Devant cette montagne que nos comédiens cherchent à gravir tant bien que mal, l’oeuvre part parfois un peu dans tous les sens. À un moment, il y aura d’excellents et fascinants échanges sur ce sentiment, partagé ou non, voulant qu’il est du devoir de chaque francophone de protéger la langue de Molière.
Ou encore sur cette question de l’identité personnelle. Peut-on, après tout, être un Noir italien dont les parents viennent d’Afrique, mais aussi être un Acadien francophone, accent compris? Y a-t-il des « niveaux » de qualité des accents francophones, justement? Qu’est-ce que cela veut dire, être francophone? S’agit-il de parler le français à la maison? Au travail? Dans l’espace public? Sommes-nous vraiment menacés par le Bonjour-Hi?
Autant de sujets qui mériteraient pratiquement une pièce de théâtre chacun. Et encore, il n’a pas vraiment été question de l’ethnocentrisme référendaire, du sort des francophones hors Québec advenant un référendum gagnant, de la diffusion de la culture francophone dans la sphère numérique, etc.
Coast to coast (to coast)
Devant cette avalanche, Oh! Canada tente un peu maladroitement de faire feu de tout bois. On ne doute aucunement de la passion des interprètes pour leur sujet. Impossible, d’ailleurs, de ne pas s’émouvoir devant la discrimination dont a été victime cette comédienne franco-ontarienne qui a, toute sa vie, senti une pression pour « nettoyer » son accent, histoire de coller davantage au français « québécois », voire « international ».

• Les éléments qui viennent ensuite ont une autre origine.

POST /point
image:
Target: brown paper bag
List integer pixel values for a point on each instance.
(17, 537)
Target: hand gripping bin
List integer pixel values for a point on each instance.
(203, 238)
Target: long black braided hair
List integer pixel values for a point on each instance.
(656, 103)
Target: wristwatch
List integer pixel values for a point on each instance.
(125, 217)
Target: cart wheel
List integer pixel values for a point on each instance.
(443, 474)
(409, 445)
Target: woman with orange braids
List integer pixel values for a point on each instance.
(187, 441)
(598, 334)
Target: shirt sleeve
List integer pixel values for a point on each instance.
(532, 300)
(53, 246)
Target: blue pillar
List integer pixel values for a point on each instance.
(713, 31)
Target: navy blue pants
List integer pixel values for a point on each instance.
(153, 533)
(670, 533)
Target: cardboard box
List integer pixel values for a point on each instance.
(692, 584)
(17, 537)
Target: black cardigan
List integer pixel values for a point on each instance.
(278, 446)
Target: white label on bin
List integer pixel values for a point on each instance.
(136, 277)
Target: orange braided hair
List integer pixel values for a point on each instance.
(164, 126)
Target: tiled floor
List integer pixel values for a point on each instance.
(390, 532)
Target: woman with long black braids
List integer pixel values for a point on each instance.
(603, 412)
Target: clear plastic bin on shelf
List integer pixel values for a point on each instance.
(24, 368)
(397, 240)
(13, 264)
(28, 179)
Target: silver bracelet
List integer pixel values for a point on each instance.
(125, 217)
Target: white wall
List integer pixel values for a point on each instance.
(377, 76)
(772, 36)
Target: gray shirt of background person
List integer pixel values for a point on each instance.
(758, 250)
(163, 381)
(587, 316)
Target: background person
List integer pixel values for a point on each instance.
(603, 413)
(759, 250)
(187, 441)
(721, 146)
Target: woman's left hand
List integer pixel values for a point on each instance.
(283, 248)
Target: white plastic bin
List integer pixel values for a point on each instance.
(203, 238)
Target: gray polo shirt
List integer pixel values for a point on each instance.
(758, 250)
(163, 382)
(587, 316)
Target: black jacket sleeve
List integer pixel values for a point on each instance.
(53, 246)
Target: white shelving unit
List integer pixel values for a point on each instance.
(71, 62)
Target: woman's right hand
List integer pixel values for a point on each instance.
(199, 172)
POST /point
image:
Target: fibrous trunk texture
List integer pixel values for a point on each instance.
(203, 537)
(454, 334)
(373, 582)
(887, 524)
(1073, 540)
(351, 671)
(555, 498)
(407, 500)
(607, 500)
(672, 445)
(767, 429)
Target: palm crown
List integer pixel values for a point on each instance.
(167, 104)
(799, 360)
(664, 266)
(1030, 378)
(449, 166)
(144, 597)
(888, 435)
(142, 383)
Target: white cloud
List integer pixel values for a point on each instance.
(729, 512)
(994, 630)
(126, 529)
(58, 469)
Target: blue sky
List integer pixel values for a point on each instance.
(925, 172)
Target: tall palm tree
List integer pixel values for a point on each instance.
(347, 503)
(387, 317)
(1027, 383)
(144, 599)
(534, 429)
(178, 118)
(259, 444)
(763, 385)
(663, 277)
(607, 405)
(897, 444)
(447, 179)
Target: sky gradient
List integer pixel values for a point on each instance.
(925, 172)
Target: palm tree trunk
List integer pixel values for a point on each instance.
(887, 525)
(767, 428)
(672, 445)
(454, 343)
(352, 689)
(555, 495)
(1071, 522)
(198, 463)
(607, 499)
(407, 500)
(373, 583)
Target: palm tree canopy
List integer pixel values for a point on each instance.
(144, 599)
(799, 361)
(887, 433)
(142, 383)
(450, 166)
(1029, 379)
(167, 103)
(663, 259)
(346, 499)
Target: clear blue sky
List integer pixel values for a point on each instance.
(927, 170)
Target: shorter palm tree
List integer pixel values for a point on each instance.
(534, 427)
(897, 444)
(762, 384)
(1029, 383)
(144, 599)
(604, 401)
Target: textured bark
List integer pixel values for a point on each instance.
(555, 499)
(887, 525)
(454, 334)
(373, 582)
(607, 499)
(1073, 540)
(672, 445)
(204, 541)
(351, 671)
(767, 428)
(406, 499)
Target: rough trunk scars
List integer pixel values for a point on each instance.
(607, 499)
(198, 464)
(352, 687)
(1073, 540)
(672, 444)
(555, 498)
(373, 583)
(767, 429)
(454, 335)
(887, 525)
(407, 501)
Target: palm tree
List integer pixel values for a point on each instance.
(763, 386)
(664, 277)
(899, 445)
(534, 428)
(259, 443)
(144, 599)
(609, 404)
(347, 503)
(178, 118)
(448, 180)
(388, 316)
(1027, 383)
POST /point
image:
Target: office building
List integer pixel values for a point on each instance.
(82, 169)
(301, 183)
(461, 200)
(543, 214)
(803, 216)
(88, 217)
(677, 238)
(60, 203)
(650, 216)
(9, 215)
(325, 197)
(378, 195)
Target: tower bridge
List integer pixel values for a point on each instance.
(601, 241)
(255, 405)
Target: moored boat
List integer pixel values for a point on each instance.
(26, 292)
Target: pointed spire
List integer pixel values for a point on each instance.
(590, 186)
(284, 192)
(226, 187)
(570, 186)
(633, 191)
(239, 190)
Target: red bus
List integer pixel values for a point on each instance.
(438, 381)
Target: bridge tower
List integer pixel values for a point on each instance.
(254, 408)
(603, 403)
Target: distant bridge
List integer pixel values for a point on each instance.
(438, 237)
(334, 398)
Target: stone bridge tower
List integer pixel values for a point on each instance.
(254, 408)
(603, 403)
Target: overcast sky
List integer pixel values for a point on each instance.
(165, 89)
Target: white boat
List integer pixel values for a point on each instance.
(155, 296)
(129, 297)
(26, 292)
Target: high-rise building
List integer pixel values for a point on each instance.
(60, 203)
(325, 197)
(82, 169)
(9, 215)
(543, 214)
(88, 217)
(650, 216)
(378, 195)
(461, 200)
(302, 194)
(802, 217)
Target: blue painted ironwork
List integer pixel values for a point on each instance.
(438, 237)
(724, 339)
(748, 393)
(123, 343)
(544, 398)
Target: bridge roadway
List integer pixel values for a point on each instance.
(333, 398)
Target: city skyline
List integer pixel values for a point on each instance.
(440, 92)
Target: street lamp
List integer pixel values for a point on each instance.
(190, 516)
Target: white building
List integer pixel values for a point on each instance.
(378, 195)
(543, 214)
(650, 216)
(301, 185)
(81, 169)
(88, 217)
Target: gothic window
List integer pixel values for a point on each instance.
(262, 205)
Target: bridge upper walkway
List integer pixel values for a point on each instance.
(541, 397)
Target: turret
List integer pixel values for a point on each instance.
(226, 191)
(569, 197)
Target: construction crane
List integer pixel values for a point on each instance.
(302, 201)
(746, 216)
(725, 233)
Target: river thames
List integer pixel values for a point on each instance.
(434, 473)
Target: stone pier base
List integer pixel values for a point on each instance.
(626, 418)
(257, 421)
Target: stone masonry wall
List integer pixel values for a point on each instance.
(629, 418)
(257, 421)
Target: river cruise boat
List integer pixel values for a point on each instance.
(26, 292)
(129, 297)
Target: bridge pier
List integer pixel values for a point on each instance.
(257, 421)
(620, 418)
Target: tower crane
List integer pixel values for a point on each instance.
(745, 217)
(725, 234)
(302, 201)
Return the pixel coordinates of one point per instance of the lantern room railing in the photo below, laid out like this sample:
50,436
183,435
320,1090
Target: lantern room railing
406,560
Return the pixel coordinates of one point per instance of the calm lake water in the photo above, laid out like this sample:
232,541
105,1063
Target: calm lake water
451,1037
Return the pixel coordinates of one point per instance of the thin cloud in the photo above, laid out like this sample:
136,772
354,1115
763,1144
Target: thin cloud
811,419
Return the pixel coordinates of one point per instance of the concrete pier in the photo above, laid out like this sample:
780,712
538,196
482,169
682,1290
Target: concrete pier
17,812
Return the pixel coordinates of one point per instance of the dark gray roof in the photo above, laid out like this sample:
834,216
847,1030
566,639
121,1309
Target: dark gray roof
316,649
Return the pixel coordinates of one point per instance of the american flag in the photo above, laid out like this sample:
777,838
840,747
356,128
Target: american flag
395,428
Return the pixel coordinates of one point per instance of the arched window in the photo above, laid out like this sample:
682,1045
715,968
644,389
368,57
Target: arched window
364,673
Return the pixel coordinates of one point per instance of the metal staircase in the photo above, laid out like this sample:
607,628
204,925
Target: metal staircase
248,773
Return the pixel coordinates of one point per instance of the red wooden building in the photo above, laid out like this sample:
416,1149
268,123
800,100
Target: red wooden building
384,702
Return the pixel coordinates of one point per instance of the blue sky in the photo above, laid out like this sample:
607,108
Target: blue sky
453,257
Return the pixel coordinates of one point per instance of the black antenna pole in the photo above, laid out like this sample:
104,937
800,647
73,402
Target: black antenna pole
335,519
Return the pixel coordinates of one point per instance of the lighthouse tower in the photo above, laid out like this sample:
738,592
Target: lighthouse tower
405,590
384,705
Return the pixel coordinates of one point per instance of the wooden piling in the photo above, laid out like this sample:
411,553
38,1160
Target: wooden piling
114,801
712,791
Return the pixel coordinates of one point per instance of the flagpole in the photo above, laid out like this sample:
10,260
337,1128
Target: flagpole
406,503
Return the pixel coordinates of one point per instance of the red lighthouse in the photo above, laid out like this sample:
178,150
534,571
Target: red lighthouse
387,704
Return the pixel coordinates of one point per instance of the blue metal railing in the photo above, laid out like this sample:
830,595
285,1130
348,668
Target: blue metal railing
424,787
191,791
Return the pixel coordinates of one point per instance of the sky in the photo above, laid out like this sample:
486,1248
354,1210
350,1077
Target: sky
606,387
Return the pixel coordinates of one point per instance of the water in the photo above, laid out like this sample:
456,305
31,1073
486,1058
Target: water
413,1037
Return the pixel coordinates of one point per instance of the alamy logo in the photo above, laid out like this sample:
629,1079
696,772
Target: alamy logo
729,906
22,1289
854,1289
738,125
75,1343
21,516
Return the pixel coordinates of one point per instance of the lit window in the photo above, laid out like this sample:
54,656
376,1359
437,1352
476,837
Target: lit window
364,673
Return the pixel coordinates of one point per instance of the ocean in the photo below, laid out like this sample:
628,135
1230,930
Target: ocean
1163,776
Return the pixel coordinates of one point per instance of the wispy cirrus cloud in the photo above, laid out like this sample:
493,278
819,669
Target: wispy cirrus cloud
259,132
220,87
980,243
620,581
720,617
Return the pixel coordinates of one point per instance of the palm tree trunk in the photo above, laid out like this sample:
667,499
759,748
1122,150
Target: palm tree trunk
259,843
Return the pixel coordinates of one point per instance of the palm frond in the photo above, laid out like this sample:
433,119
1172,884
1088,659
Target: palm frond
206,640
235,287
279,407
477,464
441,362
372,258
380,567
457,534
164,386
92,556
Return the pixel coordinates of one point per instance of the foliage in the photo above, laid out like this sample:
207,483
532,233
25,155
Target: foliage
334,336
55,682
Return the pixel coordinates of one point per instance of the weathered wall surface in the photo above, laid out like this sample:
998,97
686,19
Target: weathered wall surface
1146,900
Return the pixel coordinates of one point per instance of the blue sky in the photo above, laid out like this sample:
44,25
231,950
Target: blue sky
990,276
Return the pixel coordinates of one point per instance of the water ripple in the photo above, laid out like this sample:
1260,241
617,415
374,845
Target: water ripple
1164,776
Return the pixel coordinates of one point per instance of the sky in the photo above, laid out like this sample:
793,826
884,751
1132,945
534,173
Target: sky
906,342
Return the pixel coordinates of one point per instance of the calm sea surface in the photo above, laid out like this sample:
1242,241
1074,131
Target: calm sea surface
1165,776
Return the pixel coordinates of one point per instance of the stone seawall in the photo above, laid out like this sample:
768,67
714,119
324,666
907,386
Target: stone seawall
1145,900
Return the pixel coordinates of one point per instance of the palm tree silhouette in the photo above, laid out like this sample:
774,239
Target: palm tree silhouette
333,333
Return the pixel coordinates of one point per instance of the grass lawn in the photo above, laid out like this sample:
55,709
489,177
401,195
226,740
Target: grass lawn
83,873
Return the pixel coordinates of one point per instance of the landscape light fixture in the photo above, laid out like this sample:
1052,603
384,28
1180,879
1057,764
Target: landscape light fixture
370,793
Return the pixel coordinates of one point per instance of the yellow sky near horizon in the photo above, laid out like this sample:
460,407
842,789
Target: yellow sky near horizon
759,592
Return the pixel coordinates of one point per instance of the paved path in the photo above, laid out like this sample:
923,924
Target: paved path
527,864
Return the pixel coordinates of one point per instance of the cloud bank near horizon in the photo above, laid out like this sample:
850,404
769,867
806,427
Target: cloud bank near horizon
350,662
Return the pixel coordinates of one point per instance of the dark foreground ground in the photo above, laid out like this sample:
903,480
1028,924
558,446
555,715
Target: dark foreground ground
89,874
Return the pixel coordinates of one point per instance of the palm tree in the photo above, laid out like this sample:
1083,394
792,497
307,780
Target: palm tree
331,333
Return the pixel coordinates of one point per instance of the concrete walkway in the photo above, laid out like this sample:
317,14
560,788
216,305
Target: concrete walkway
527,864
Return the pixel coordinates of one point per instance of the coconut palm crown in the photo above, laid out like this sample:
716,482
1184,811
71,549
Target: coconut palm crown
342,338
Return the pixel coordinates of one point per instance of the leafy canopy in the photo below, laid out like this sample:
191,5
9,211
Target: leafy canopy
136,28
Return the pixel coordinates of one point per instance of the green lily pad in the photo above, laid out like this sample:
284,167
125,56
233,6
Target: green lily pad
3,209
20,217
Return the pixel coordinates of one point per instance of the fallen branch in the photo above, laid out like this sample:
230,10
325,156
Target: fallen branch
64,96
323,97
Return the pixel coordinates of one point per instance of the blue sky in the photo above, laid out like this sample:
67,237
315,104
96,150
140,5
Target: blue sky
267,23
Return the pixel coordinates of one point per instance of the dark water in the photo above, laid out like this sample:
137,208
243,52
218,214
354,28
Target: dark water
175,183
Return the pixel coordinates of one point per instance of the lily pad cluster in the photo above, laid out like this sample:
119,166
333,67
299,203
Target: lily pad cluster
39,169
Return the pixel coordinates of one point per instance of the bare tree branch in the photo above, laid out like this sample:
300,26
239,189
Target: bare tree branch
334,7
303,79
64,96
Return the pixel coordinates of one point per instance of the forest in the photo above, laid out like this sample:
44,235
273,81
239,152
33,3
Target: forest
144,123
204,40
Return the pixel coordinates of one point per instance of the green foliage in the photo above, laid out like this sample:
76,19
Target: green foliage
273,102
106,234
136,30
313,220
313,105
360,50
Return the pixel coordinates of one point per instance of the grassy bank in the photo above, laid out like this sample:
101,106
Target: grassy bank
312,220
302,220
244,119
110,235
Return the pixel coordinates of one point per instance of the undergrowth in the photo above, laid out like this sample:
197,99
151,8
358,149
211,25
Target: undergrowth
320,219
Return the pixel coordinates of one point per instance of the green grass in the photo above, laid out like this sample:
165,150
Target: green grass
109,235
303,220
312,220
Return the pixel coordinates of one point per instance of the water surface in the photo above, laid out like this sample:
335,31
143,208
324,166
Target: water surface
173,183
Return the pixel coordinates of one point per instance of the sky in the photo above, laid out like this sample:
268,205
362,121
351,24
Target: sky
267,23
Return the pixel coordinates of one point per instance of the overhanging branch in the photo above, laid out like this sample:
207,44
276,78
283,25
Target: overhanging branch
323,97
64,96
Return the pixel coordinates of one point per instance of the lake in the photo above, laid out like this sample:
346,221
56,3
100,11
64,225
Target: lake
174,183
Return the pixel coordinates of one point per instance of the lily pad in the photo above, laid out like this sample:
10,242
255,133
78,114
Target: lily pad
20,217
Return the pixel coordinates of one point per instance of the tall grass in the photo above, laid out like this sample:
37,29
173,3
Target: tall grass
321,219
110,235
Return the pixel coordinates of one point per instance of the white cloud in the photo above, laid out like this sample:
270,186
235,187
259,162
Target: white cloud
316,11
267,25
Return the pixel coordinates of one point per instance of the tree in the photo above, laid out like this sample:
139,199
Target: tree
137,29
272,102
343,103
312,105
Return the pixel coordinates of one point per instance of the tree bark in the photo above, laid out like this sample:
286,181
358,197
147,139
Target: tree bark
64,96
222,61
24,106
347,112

Mais aux côtés de ces témoignages touchant, qui semblent vraiment venir des tripes, plutôt que d’un texte uniquement théâtral, on trouve également de longs passages didactiques, où l’on nous abreuve de statistiques. L’idée est claire: fournir des informations précises sur l’état de la situation de la francophonie. Ceci étant dit, on aura beau assister à du théâtre documentaire, le message mis de l’avant par les comédiens « collera » mieux si celui-ci est porté par les émotions, et non pas par des tonnes de chiffres.
Tout cela nous amène à nous poser une question importante: que veut-on nous dire? Quel message cherche-t-on à nous transmettre, justement? En s’éparpillant un peu trop, Oh! Canada perd de son allant, et va même jusqu’à risquer l’essoufflement.
Cela ne veut pas dire que le sujet n’est pas d’une importance capitale. La culture d’un peuple, c’est d’abord et avant tout sa langue. Et il ne fait aucun doute qu’à mesure que nos comédiens se dirigeront vers l’Ouest, leur perspective évoluera et viendra s’enrichir de nouveaux témoignages.
Proposition certainement ambitieuse, si ce n’est parfois un peu éparpillée, Oh! Canada propose un regard sans complaisance sur l’existence, d’un océan à l’autre, de cette langue autant omniprésente que menacée. À découvrir.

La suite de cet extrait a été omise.